When Leo Ambrogi opened the GW Delicatessen in 1945, Harry S. Truman had just taken office, the world’s first computer was still a few months away from completion and GW’s classroom buildings consisted of the Hall of Government and Lisner Auditorium.

Ambrogi passed away Jan. 14, one day shy of his 96th birthday.

“(Death is) always a shock,” his son John said. “But it helps that he lived a full life.”

A District native, Leo grew up on the second floor of a Florida Avenue building, where his Italian immigrant parents owned a delicatessen on the first floor.

He moved to Foggy Bottom in the 1920s and worked various jobs – including a four-year stint in the Marines – before opening his deli, a staple for GW students. In the late 1930s, Leo took classes at GW for two years but had to drop out because he was “busy making sandwiches,” said GW alumnus Cpl.
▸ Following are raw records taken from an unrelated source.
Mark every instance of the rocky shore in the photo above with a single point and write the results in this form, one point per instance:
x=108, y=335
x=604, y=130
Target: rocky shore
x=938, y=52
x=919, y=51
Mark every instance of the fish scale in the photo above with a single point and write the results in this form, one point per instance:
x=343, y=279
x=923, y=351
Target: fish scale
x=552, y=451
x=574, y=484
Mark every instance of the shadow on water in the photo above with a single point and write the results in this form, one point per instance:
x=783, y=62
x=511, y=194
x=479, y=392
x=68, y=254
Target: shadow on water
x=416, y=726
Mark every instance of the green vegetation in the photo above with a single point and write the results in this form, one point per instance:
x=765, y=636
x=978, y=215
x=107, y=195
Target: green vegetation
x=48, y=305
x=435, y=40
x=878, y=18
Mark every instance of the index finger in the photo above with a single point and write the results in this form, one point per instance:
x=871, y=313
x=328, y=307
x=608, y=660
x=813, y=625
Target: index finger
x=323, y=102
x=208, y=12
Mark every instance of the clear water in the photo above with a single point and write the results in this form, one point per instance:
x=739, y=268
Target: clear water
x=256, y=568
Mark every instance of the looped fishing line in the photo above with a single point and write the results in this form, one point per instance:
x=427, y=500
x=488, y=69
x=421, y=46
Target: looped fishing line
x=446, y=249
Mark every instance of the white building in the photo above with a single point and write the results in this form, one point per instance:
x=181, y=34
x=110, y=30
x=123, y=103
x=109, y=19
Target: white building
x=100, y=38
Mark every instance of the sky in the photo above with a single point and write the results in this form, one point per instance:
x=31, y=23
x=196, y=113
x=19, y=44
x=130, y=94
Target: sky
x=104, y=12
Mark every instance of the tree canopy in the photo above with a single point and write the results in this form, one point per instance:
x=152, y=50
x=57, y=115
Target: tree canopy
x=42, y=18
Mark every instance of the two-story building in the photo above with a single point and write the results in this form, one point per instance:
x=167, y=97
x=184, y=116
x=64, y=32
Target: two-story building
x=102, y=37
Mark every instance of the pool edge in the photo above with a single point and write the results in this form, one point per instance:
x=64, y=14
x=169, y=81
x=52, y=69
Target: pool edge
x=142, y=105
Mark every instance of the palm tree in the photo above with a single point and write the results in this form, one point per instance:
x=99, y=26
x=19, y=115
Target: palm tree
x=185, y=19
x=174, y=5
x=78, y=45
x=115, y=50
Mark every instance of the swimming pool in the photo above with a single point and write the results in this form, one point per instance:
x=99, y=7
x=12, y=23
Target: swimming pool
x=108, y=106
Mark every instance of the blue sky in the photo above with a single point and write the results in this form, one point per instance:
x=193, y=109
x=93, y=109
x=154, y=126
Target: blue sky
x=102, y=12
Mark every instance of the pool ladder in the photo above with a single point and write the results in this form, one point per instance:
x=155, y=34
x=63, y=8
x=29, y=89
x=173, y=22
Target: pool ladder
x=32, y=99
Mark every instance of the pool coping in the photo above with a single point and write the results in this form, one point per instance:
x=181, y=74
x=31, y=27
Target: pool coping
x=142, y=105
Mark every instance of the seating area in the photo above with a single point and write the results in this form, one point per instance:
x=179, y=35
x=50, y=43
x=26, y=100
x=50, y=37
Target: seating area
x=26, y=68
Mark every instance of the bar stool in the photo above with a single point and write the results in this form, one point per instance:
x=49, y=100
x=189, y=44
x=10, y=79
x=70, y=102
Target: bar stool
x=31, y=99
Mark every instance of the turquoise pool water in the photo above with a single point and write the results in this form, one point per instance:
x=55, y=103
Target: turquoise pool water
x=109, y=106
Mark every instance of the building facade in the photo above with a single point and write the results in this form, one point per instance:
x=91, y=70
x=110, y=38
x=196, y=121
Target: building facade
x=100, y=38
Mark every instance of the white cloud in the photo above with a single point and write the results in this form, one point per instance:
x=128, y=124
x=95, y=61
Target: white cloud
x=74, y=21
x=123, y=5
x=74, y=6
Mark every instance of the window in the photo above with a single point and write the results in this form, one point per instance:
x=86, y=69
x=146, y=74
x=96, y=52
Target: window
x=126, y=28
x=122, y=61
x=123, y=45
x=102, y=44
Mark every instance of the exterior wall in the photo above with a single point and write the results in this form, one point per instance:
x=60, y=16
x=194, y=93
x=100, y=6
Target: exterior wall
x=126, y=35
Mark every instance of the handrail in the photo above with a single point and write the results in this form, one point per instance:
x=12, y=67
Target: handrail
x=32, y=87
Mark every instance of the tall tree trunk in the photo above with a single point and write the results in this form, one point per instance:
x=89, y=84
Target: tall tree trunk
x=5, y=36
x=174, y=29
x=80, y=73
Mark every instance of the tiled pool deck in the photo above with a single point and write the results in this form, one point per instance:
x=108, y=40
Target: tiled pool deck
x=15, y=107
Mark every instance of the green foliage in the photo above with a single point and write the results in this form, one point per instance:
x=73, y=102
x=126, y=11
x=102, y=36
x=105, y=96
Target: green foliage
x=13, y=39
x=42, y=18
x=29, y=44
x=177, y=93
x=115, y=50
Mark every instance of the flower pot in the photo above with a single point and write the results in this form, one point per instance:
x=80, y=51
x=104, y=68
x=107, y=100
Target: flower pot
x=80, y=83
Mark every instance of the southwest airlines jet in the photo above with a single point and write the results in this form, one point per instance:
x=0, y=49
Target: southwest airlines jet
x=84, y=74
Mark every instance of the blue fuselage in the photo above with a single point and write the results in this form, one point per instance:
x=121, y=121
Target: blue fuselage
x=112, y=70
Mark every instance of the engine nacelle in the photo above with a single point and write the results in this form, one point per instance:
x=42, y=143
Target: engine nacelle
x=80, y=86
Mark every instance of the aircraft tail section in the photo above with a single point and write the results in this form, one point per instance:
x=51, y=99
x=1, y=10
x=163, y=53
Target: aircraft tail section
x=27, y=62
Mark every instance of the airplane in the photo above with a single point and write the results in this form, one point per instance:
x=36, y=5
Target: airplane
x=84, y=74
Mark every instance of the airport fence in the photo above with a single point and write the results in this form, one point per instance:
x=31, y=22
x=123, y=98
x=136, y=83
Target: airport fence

John Graves, who knew Leo.

“He just took some courses because he lived nearby,” he said. “Running a deli like that is a full time job.”

The deli still sits at its original location at 2133 G St. and is run by Leo’s son, John. The character of the deli has changed somewhat over the years, moving from a grocery to a more convenience-style shop.

Leo worked in the deli until about five years ago. His favorite part about the work was that he loved to talk and enjoyed meeting people, his son said.

Karen Greisman, a Gelman Library secretary, said Leo’s sitting in the deli was a “very comforting presence.”

Graves remembers Leo placing an advertisement in the program for Freshman Follies, a campus-wide activity that raised money for CARE, a World War II charity.

Leo and his wife Maria had three sons, and each worked in the deli at one time or another. Maria also worked in the shop for 30 years, until she started staying home to be with Leo a year ago.

A man who rarely took vacations, Leo opened the deli early and stayed late.

“He was just such an institution around the University,” Graves said.

– Michael Barnett contributed to this report.